Она не помнила матери – та погибла, когда Альве не исполнилось и года. Отец никогда не уважал прежнюю жену и вскоре нашёл другую. Девушка стала нелюбимым чадом для отца и мачехи. Едва ей исполнилось три года, пришлось познать тяжесть труда и бесчисленных поручений.
Община не слишком хорошо относилась к Альве. Изначально все жители деревушки – члены секты — веровали в некого единого бога, но не называли его имени (девушка всегда недоумённо пожимала плечами: неужели одно всесильное существо управляет миром?). После событий на материке вера ослабла, но старейшины сплотили людей, заявили, что деревня – избранная: «Если выживем, а все на материке сойдут с ума, наша великая миссия — возродить человечество». Альва не верила: все в посёлке — домоседы, не склонные к путешествиям, и вряд ли бы выбрались с острова, чтобы заселить опустевший материк. Попытки поспорить по этому или любому другому поводу приводили к избиению.
Девушка верила в силы природы: благодаря им чувствовала радость жизни. Альва задумалась: зачем сидит на берегу, если всё равно ничего не поймает? Аж противно: не любит никакого насилия над природой. Лучше плавать, чем рыбачить. Ей восемнадцать лет, прекрасно справляется с вёслами.
«Может, уплыть отсюда? — пришла неожиданная мысль. — Но куда?». Альва вытащила бесполезную леску с поплавком из воды и положила удочку рядом.
«На материк нельзя — там все сумасшедшие. На других островах жизнь наверняка не слаще. Куда отправиться, и надо ли?» — размышляла она. Альва оглянулась, на виднеющиеся вдали домики деревни и подумала: «В общине я никому не нужна, рано или поздно стану изгоем. Нет желания выходить замуж ни за одного из грубиянов, чуть что норовящих взяться за розги. Значит, уплыву подальше от острова, но куда?»
Девушке вспомнился один эпизод из детства, когда её жестокий в делах и словах отец смотрел новости по визору — старейшины ещё не пришли к мысли уничтожить технику. Весь мир обезумел. Новости ранили душу маленькой девочки. А потом показали сюжет, что архипелаг Шпицберген избежал морового поветрия. На близкие от их поселения острова хлынула волна эмигрантов из России.

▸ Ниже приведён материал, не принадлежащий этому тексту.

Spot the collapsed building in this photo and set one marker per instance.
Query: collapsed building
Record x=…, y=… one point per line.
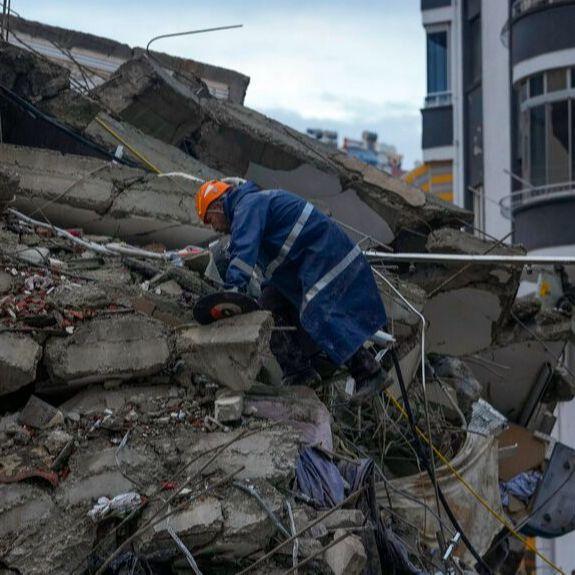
x=134, y=440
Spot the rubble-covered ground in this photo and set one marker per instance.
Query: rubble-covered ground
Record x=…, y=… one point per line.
x=133, y=440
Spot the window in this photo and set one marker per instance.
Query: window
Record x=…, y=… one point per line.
x=475, y=56
x=558, y=142
x=437, y=62
x=556, y=80
x=537, y=147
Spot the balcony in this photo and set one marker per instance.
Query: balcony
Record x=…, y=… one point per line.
x=530, y=196
x=543, y=216
x=438, y=100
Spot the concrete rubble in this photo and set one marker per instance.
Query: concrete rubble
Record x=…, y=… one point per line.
x=131, y=437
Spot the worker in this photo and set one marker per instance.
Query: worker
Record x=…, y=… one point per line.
x=314, y=278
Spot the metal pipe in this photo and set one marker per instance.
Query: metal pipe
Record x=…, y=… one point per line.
x=470, y=258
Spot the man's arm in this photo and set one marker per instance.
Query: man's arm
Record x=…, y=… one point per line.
x=246, y=235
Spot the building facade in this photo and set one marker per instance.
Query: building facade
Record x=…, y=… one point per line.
x=500, y=115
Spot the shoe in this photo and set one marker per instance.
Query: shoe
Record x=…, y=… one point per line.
x=308, y=377
x=368, y=388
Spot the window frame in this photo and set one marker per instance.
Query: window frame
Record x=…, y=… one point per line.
x=434, y=29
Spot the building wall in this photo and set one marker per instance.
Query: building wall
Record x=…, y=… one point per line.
x=496, y=116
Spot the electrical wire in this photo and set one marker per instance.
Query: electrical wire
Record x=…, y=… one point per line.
x=497, y=516
x=426, y=463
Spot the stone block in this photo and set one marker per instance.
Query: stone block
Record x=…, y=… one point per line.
x=247, y=527
x=229, y=408
x=19, y=357
x=196, y=526
x=22, y=505
x=40, y=415
x=119, y=347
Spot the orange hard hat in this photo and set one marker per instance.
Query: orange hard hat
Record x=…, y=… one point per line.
x=209, y=193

— Сумасшедшие русские, — сказал отец. — Скупают дома и земли в тщетной надежде спастись. Увы, они безумны – только мы сохранили чистоту мысли.
Вспомнив о его словах, Альва подумала: «А если на других островах архипелага вправду избежали бедствия? Вряд ли жизнь там сильно отличается от нашей, но лучше попробовать. Хватит терпеть беспрестанные издевательства со стороны отца и неродной матери! Надоела жизнь в посёлке, где никто меня не любит и не понимает».

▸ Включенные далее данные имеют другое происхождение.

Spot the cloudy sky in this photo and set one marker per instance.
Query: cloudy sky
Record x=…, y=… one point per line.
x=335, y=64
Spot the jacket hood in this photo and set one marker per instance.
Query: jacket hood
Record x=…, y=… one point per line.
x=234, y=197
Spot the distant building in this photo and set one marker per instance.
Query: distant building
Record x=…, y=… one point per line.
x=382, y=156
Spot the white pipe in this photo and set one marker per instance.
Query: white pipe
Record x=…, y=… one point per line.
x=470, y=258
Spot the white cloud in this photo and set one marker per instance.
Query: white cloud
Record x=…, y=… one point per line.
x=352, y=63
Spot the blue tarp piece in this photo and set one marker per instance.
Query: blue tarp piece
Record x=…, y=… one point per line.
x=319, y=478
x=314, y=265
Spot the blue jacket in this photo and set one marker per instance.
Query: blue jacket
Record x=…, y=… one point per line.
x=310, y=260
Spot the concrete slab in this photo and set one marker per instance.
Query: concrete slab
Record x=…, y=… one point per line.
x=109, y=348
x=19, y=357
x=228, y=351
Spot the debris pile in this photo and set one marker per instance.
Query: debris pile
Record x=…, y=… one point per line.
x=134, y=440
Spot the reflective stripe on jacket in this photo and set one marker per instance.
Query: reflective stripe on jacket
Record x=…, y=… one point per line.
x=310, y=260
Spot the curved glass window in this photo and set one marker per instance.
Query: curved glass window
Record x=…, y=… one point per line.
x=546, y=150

Альва подскочила – не до рыбалки! — и побежала к оврагу. Там, в углублении рядом с чахлым кустарником, она прятала про запас пищу — овощи, немного солонины. К тайнику всегда прибегала в те страшные дни, когда отец или мачеха прогоняли её и запрещали возвращаться раньше, чем через трое суток. Они морили девушку (неродная мать не раз говорила: «Да сдохни поскорее!»), часто лютой зимой безжалостно вышвыривали за порог. Но Альва никогда не болела и почти не воспринимала холод. Голод утоляла припасами. Она ощущала: животные понимают, зачем прячет пищу, и потому не трогали продукты.
Сколько себя помнила, девушка чувствовала, что природа во всём помогает и живо откликается на добрые и светлые мысли. Она понимала, что всё вокруг наполняет незримая энергия, и училась ей пользоваться, чтобы оставаться здоровой. Альва ощущала, что спящие зимой кустарники словно просыпаются, слышала их речь в шумящих ветвях.
Девушка полностью опустошила тайник и положила припасы в заплечную котомку. Альва поклонилась природе, поблагодарила за дружбу и помощь, затем стремглав понеслась обратно к берегу.